The 40-year-old Dubliner, capped five times by the Republic of Ireland, leaves having overseen one of the club’s most significant recent chapters – and one of its most frustrating spells.
From assistant to title winner
O’Brien arrived at Tolka Park in the winter of 2021 as assistant, part of the backroom team that drove Shelbourne to League of Ireland glory in 2024. He was trusted, popular, and deeply embedded in the dressing room.
When Damien Duff walked away last June, the club turned to O’Brien as interim coach. The promotion felt natural. A month later, the “interim” tag disappeared and he became permanent manager.
He responded with tangible progress. Shelbourne reached the league phase of the UEFA Conference League under his watch and secured a third-place finish in the Premier Division last season, a return that put the club back on the European map and seemed to signal a longer-term project taking shape.
A season that never settled
That momentum has stalled. Badly.
This campaign has been a grind, with Shelbourne stuck in a muddled middle rather than mounting a serious push for Europe. After 22 games, they sit fifth, seven points adrift of third-placed Bohemians in the race for continental spots. Just seven wins from those 22 fixtures tell the story of a side that never quite clicked.
Monday’s 3-0 home loss to Bohs cut deeper than most. A heavy defeat to a direct rival, at Tolka, in front of a restless support, stripped away any remaining illusions about where this team currently stands.
The pressure finally told.

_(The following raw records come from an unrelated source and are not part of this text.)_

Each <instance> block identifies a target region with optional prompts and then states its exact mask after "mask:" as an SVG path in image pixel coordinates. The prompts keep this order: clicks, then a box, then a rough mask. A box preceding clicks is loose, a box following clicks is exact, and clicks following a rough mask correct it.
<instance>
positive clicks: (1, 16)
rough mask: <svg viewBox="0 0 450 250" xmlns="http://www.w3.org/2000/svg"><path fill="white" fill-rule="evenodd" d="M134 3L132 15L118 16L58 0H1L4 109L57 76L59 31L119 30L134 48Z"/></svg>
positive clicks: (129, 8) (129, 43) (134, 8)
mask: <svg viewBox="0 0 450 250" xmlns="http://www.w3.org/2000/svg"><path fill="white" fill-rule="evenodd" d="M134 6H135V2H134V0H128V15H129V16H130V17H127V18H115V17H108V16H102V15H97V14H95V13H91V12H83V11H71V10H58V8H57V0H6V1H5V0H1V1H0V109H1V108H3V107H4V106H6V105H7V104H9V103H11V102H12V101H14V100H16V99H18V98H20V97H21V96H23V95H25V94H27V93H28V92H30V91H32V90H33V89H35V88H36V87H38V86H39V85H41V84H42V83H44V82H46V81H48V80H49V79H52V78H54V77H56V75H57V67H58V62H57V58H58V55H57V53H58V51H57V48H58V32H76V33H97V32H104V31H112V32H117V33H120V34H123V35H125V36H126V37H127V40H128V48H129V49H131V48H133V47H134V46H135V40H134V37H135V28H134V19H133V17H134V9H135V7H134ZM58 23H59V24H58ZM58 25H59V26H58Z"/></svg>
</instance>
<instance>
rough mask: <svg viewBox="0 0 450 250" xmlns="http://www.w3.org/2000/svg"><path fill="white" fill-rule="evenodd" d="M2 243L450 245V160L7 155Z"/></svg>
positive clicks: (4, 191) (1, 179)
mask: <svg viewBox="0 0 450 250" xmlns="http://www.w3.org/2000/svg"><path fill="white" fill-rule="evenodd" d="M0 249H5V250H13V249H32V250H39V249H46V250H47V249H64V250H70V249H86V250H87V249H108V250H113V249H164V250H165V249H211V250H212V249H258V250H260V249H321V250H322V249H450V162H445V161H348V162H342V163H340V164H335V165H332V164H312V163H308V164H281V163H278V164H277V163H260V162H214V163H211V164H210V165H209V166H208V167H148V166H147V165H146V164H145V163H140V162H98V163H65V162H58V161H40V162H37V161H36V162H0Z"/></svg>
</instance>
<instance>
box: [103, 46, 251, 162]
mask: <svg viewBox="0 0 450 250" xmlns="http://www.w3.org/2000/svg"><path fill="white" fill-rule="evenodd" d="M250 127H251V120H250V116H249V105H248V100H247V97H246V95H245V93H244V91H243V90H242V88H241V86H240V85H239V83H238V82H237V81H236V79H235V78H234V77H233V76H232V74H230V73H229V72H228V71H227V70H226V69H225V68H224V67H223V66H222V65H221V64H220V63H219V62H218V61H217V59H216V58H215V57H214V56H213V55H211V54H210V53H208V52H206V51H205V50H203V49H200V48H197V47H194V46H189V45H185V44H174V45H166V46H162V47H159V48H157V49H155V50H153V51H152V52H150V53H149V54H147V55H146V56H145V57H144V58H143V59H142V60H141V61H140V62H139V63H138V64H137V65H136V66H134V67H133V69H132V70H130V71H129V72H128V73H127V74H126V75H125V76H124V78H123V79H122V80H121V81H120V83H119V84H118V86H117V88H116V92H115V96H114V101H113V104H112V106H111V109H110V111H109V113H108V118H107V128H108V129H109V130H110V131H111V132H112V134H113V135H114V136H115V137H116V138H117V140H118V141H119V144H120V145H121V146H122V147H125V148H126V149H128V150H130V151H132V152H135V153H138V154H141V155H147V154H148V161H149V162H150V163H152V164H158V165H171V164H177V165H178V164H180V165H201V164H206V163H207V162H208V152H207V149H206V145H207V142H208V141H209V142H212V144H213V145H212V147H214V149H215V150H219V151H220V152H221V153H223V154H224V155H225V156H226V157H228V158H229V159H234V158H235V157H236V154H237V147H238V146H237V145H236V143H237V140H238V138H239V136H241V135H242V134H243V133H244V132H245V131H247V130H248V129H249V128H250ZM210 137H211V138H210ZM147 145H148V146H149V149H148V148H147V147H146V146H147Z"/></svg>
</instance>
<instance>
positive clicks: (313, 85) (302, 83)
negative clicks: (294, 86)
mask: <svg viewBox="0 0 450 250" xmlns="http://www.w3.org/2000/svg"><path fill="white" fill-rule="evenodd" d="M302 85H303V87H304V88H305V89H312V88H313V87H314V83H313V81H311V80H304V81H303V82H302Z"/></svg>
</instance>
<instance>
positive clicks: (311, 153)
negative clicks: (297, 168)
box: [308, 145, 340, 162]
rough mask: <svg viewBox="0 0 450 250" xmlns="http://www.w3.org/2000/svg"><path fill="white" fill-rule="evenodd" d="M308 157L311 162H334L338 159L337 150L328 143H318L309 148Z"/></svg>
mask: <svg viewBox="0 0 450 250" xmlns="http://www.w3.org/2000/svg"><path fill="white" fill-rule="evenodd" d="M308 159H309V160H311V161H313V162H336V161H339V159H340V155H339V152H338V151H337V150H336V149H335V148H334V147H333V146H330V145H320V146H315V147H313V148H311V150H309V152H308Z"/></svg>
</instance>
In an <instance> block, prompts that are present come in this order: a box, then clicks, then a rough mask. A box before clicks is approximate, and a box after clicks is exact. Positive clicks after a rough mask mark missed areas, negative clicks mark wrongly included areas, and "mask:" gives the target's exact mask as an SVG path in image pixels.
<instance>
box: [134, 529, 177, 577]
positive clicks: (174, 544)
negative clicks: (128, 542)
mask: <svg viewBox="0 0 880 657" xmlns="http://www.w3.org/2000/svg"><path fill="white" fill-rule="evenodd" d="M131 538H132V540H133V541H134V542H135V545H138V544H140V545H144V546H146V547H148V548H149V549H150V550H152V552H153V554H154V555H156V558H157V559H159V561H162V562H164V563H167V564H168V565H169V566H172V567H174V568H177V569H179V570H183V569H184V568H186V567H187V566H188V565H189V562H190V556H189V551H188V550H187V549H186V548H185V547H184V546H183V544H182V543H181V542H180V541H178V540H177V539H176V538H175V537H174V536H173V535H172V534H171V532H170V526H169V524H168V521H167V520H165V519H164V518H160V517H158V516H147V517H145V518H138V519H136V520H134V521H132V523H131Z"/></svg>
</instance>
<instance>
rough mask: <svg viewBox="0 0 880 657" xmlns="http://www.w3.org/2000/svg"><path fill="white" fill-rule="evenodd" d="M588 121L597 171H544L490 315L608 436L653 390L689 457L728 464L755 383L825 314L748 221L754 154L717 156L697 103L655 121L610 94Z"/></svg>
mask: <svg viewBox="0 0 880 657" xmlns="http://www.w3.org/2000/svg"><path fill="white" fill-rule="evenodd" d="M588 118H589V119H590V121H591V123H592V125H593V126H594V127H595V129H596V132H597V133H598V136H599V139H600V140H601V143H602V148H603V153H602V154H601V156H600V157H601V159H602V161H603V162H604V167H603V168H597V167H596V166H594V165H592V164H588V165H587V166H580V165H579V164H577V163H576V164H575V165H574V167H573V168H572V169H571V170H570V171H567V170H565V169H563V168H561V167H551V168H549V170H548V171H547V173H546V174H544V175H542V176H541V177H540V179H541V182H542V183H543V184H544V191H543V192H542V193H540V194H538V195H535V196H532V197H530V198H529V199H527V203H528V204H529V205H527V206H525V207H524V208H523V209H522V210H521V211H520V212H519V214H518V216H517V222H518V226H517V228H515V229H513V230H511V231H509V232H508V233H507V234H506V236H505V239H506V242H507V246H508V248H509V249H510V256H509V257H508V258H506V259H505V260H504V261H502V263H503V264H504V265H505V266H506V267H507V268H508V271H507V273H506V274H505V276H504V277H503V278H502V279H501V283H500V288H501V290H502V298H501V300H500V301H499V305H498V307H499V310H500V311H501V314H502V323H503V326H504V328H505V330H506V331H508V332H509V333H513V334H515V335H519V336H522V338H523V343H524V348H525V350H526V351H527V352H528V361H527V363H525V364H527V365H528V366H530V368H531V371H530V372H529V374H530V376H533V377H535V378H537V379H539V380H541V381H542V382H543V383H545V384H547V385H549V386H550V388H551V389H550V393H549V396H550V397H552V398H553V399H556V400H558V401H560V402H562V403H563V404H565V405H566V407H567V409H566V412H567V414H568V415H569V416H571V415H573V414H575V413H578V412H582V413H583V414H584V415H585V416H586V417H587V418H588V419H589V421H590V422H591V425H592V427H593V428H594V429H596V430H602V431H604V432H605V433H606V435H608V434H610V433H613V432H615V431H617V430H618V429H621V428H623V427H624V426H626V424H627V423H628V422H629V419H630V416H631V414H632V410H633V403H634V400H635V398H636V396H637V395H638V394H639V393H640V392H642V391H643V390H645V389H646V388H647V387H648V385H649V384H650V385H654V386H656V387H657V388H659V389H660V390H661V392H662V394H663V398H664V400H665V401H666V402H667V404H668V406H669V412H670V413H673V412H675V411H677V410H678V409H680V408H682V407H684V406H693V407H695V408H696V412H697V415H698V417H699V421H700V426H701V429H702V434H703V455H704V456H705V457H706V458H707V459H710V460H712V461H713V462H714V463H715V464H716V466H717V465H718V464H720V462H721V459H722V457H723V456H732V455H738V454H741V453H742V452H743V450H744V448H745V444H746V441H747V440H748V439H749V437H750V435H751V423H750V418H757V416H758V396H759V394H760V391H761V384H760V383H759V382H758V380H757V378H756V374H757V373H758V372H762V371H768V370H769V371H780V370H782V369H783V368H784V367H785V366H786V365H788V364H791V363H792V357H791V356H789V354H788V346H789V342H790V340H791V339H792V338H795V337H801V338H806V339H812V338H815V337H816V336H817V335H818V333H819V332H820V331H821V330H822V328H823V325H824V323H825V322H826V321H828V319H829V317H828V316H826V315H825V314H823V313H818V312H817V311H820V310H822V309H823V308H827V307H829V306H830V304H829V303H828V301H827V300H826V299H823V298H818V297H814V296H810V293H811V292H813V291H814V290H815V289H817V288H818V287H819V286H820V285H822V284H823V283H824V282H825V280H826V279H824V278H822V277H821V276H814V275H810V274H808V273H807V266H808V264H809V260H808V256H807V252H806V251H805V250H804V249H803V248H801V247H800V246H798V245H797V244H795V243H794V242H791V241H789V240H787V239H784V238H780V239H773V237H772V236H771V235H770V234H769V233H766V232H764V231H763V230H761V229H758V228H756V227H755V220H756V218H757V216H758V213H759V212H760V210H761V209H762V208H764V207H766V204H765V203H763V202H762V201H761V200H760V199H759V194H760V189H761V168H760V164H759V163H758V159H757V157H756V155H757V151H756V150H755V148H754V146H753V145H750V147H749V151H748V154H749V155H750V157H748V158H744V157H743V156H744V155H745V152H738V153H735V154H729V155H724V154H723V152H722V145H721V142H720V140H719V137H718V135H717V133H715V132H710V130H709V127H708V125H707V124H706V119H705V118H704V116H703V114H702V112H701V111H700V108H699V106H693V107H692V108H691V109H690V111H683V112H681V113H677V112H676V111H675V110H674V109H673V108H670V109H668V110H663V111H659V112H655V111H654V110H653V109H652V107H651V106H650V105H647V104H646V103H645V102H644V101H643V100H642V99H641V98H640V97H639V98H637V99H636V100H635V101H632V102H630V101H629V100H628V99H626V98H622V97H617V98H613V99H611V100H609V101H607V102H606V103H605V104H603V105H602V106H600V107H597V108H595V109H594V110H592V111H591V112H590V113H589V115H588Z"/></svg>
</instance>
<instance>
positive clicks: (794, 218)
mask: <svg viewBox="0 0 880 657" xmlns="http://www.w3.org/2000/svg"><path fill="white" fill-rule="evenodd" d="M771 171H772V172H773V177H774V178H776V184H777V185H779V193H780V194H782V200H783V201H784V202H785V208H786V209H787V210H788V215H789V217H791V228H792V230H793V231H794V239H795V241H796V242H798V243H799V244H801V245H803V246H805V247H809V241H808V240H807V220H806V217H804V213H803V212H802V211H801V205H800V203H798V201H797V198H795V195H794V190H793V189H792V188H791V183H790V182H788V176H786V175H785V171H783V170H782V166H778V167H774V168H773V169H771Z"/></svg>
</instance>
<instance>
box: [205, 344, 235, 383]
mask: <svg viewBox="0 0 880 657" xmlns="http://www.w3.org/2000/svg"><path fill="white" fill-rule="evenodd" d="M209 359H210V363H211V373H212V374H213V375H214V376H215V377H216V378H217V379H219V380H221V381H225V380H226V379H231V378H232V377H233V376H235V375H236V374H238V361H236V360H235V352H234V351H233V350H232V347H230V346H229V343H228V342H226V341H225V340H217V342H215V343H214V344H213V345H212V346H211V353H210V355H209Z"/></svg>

By Wednesday, the club and O’Brien had parted company.
Club thanks and a quick handover
In a statement confirming his departure, Shelbourne thanked O’Brien for “the huge contribution he has made to the club” and wished him “the very best for his future endeavours.” It was a formal farewell, but one underpinned by genuine appreciation for a coach who helped deliver a title and European football.
There is no long interregnum. The Under-20s head coach, Lorcan Fitzgerald, steps up as interim boss, charged with steadying a season that still has something to play for, but far less margin for error.
His first assignment is immediate and unforgiving: a trip to ninth-placed Sligo Rovers at the Showgrounds on Saturday. On paper, it’s a chance to reset against struggling opposition. In reality, it’s a litmus test.
Shelbourne have made their decision. Now the question is whether this change on the touchline comes in time to salvage their European ambitions, or simply marks the start of another rebuild at Tolka Park.